Ya sé que mi vocación de no perder de vista el mar es enfermiza y enferma. En cierta ocasión le dije a mi madre que la poderosa adicción que siento por el mar sin duda es debida a que nací en el mar de su vientre. En su mar. Y moriré en sus brazos de agua. El vientre de madre me llama y no puedo alejarme demasiado.
Muy de cuando en cuando me hago café por las mañanas, ese olor envolvente, cálido, que aún me seduce, de esas veces que el azúcar me picotea en las venas y me pide café con el añadido del veneno de la leche condensada, dulce y golosa droga.
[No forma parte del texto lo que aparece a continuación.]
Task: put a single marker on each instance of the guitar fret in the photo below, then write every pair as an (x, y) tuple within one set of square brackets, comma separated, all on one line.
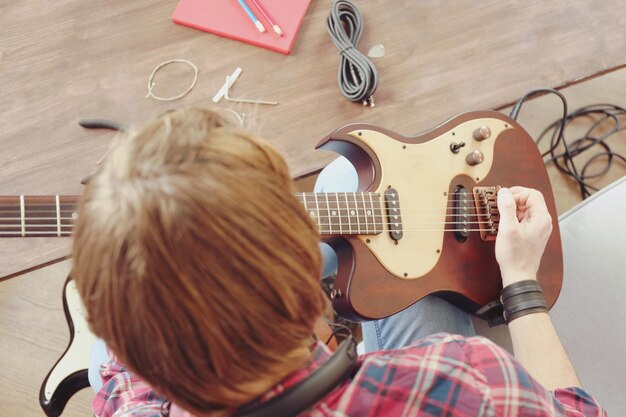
[(317, 214), (367, 224), (339, 213), (358, 220), (373, 212), (330, 221), (58, 215), (345, 196)]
Hoy es uno de esos días, apenas si empieza a clarear. Lo demás no tiene historia, el trabajo me espera, pronto he de bajar a la costa, y mientras me preparo, me digo que ya estoy tardando para quitarle la herrumbre a las herramientas, a ver si me acuerdo y lo hago una de estas tardes. Evito poner música, evito recordarla, de manera inevitable terminaría poniendo la música que ella ponía. El parte de hoy arrastra las letras que me enseñó mi madre y los números que me enseñó el diablo. Con las letras apaño palabras para decirle que hoy es viento seco lleno de arena y fuego, que seca el aire, seca las flores, seca los silencios que chapotean en la soledad. Y me seca el tabaco. La casa se inunda de arena, lo seca todo. Con los números nunca me salen las cuentas. ¿Ella? Apenas sé nada de ella. Apenas sé nada de nadie. Apenas sé nada de mí. Pero me preguntas o me pregunto por ella y sólo sé quedarme callado. Lo extraordinario no tiene palabras. ¿Ella? Dejo que las palabras pasen de largo. El cansancio no deja que las distancias se acerquen. Ella. Vino por venir. Todo viene por venir. Hasta la muerte, que bien podría estarse quieta, vine por venir. También he de quitarle la herrumbre al cerebro, no hago más que pensar en disparates y plasmarlos en lienzos sin óleos. Y con estas lonas ya no se puede caminar. Pues un día descalzo, luego a la vuelta pararé en la venta que tiene de todo. Siento defraudar a las infancias que no crecieron, que esperan en la orilla. Hoy no es día de barca. El mar tumbado, peinadas sus aguas minerales, del azul de las raíces más antiguas, por el tiempo sur, pero la orilla es del viento y de las olas, de los remolinos y el oleaje. Son días estos como venidos del pasado, con recuerdos de que en ese pasado eran igualmente días así, como venidos del pasado. No encuentro un presente donde sentarme. Le pregunto al silencio imperturbable del mar si alguna vez fui algo.